Проделав эту нудную работу, Наташа прилипла к тексту, но никак не могла начать: буквы расплывались перед глазами, разрушали любое слово. Тогда она подняла голову, глаза к потолку и воскликнула до боли знакомое ей выражение:

– Слава Вопиющенко, слава "Нашей Украине!"

Сто двадцать депутатов "Нашей Украины", возглавляемой Вопиющенко и Юлией Болтушенко, разразились громкими аплодисментами, а депутат Школь-Ноль, обнявшись с депутатом Бенедиктом Тянивяму, начали скандировать:

– Вопиющенко – слава, Болтушенко Юлии – вечная слава!

Теплая струя опоясала бюст оратора, а затем горячей струей поднялась вверх, звеня в области позвоночника, и застряла в темени Наташи. Теперь она уже различала не только буквы, но и слова, улавливала целые части предложения, знала, где надо делать ударение и как делать целые предложения вопросительными и восклицательными.

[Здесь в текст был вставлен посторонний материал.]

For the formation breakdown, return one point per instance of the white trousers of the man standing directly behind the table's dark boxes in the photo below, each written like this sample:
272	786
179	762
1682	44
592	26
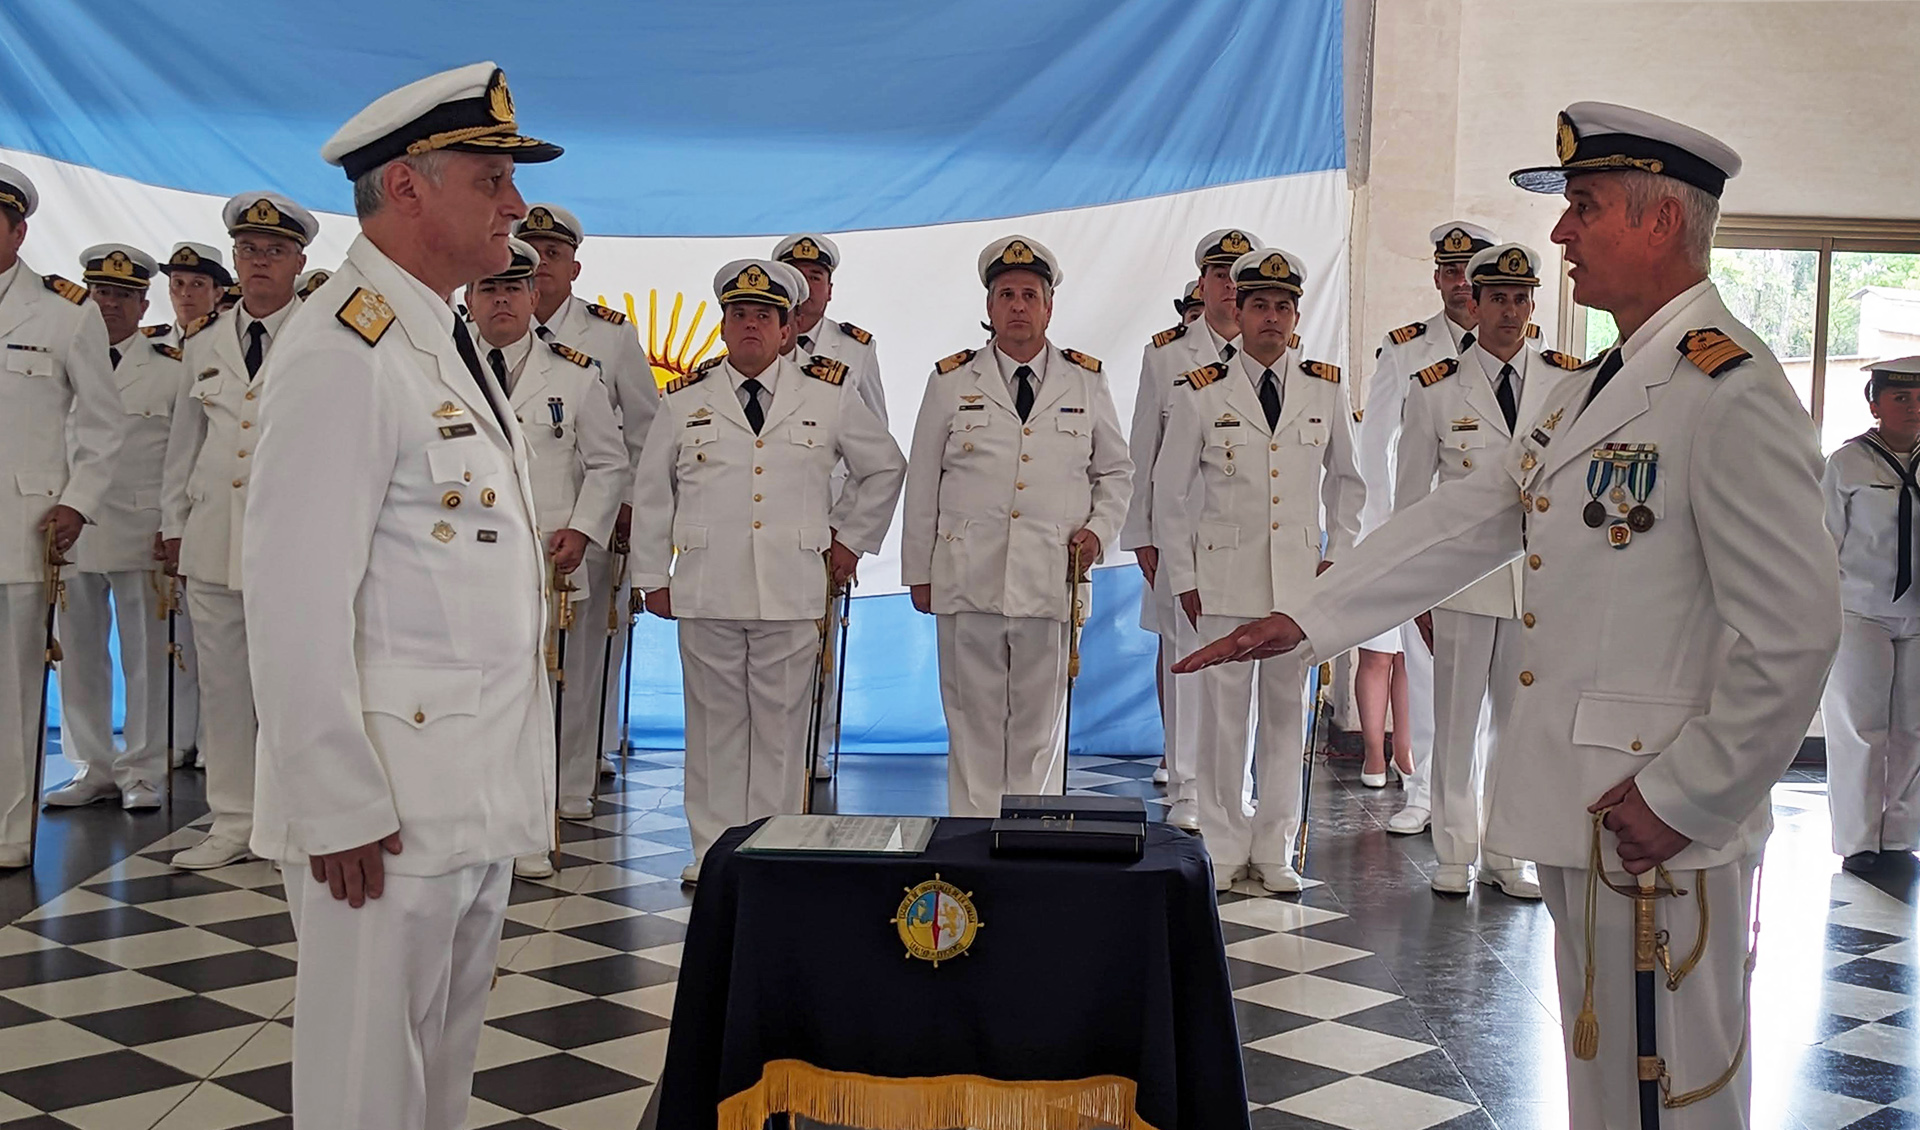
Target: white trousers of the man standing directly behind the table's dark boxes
1005	695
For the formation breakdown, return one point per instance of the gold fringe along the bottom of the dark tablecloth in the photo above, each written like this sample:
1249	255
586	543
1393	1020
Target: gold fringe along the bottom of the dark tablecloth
842	1098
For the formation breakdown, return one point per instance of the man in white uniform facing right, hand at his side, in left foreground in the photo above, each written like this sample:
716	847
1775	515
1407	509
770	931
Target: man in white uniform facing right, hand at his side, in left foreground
406	734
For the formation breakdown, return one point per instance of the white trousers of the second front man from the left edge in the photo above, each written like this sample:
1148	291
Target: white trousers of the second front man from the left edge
87	678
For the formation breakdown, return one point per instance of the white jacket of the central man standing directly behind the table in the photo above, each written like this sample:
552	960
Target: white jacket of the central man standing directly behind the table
992	502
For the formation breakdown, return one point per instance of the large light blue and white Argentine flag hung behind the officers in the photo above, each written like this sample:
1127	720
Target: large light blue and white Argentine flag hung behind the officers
1115	131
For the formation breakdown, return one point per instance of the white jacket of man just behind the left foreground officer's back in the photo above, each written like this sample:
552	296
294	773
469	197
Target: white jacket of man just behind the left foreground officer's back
210	454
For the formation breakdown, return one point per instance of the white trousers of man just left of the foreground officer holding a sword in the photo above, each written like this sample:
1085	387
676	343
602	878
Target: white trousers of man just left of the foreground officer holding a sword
1468	709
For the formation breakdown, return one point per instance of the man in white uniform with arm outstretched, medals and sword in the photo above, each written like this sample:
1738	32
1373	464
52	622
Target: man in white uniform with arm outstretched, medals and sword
1681	634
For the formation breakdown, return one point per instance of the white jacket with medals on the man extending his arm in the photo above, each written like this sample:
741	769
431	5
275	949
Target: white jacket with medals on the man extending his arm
1691	657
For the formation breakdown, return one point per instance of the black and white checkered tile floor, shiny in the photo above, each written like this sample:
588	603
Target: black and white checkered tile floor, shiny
153	999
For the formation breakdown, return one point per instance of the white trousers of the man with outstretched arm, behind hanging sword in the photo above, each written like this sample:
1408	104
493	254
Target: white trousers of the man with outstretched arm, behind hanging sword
1696	1029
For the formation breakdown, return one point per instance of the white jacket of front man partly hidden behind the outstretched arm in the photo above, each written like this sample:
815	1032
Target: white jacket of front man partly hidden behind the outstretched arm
1451	425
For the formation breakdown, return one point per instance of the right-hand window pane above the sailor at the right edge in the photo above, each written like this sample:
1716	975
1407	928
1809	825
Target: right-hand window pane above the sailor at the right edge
1875	316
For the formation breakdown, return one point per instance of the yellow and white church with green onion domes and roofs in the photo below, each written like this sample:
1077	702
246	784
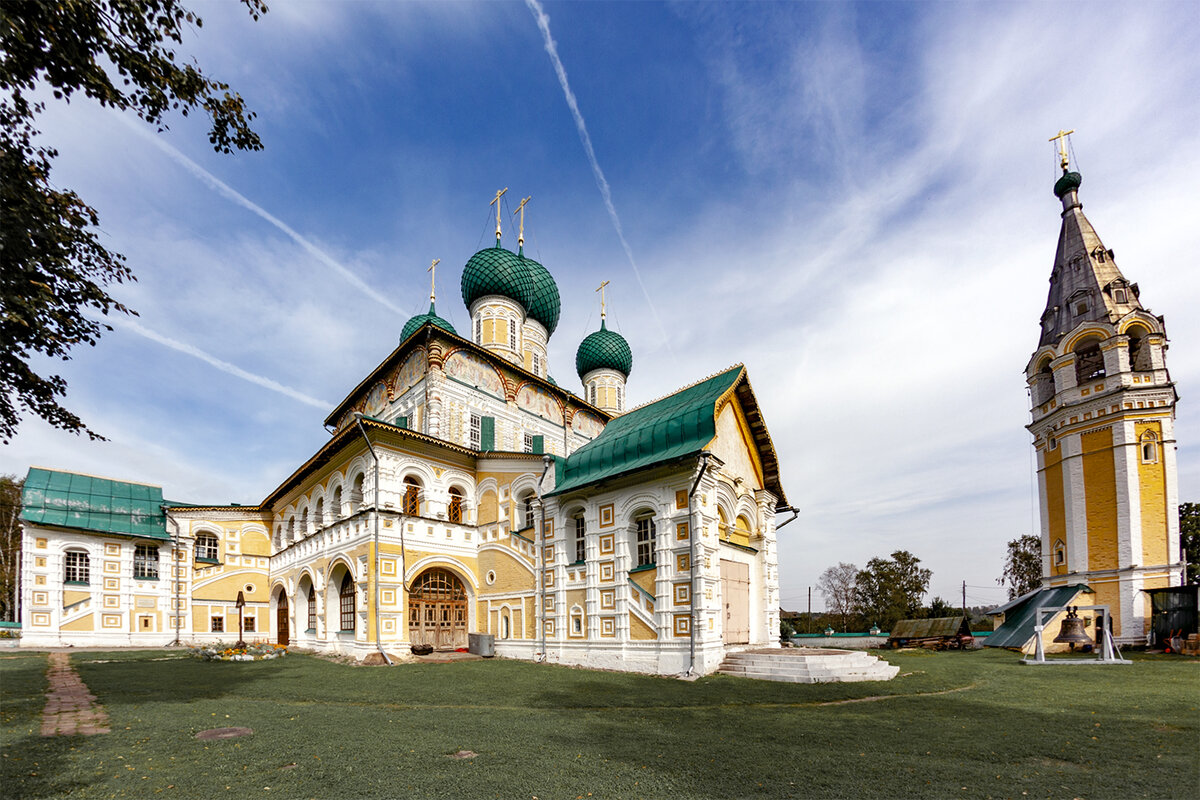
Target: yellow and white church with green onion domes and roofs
461	491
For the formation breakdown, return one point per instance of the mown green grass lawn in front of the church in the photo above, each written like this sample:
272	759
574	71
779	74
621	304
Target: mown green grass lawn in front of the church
962	725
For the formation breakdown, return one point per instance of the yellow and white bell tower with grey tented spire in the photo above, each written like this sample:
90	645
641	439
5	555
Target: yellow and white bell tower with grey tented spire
1103	425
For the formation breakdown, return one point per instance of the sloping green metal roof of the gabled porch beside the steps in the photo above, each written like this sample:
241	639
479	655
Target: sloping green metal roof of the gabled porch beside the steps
674	428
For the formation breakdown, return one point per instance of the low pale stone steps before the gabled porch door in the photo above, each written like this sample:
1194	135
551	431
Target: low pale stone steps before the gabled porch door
807	666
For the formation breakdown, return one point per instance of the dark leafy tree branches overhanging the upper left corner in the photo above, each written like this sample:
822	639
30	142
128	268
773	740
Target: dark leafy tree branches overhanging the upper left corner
56	270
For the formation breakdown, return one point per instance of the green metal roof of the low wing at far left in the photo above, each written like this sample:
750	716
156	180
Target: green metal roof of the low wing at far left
98	504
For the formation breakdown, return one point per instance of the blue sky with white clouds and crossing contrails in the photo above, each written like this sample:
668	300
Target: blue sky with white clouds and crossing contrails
851	200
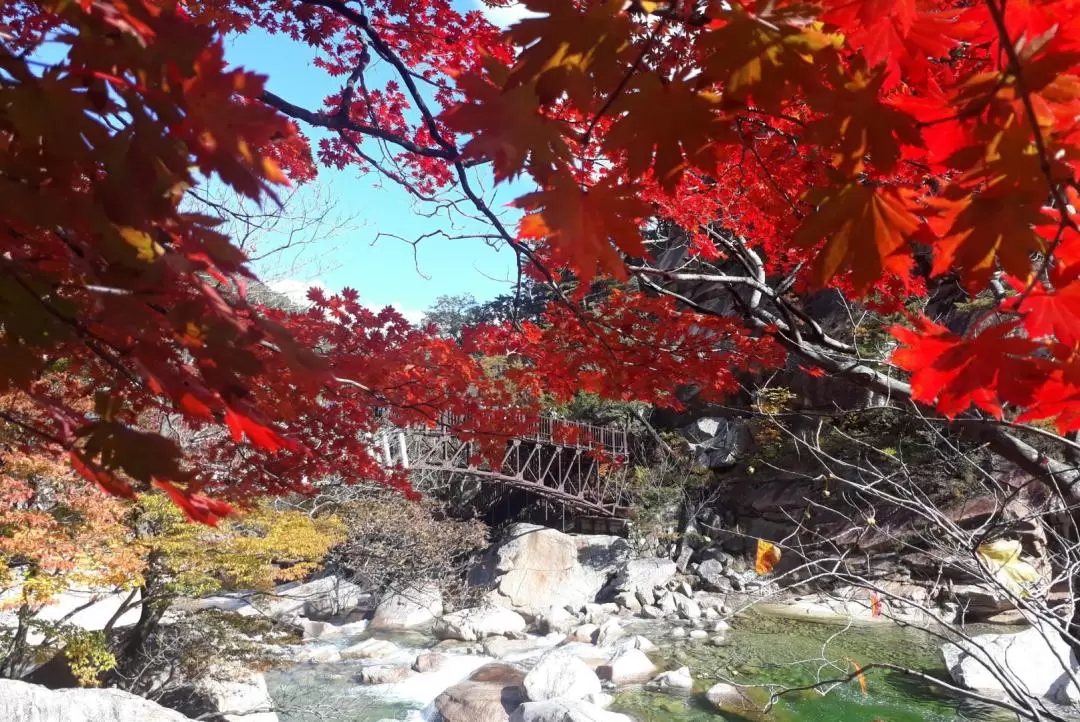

– Вопиющенко – наш президент, он победил в первом туре! Зачем нам второй тур, скажите на милость, господин Яндикович? Вы же судимы советским судом за измену Родине, за воровство, за грабеж и убийство Гонгадзе! Как вам не стыдно лезть в президенты? Я и мои товарищи, певцы и музыканты, решительно протестуем против этого, разэтакого действия. Я призываю Руслану-дикарку объявить голодовку в знак протеста против несправедливости. Я уже такую голодовку начала… с сегодняшнего утра. Только две чашки кофе выпила, а больше ничего в рот не брала, клянусь. Короче: слава нашему президенту Виктору Федоровичу Вопиющенко!!!

– Не Федоровичу, а Писоевичу, – поправил оратора Бздюнченко, что сидел в президиуме.

Наташа, правда, не слышала этой поправки и еще несколько раз неправильно повторила эту фразу, приведшую в шоковое состояние депутатов Школь-Ноля и Бенедикта Тянивяму, которые тут же стали топать ногами в знак протеста.

Вот почему никто не подошел к Наташе Белозирко, когда она окончила свою несколько бледную и малоубедительную речь. Она неуверенно сошла с трибуны, трижды сделала наклон головы председательствующему и, хватаясь за спинки кресел, побрела к своему месту. Зал воздержался от аплодисментов. Это автоматически свидетельствовало о полном провале речи начинающего оратора. Молодые глаза снова стали на мокром месте у Наташи, и тут ей взбрело запеть, казалось, и голос прорезался. Да вот только петь было нельзя: на трибуну уже в который раз взбирался Курвамазин.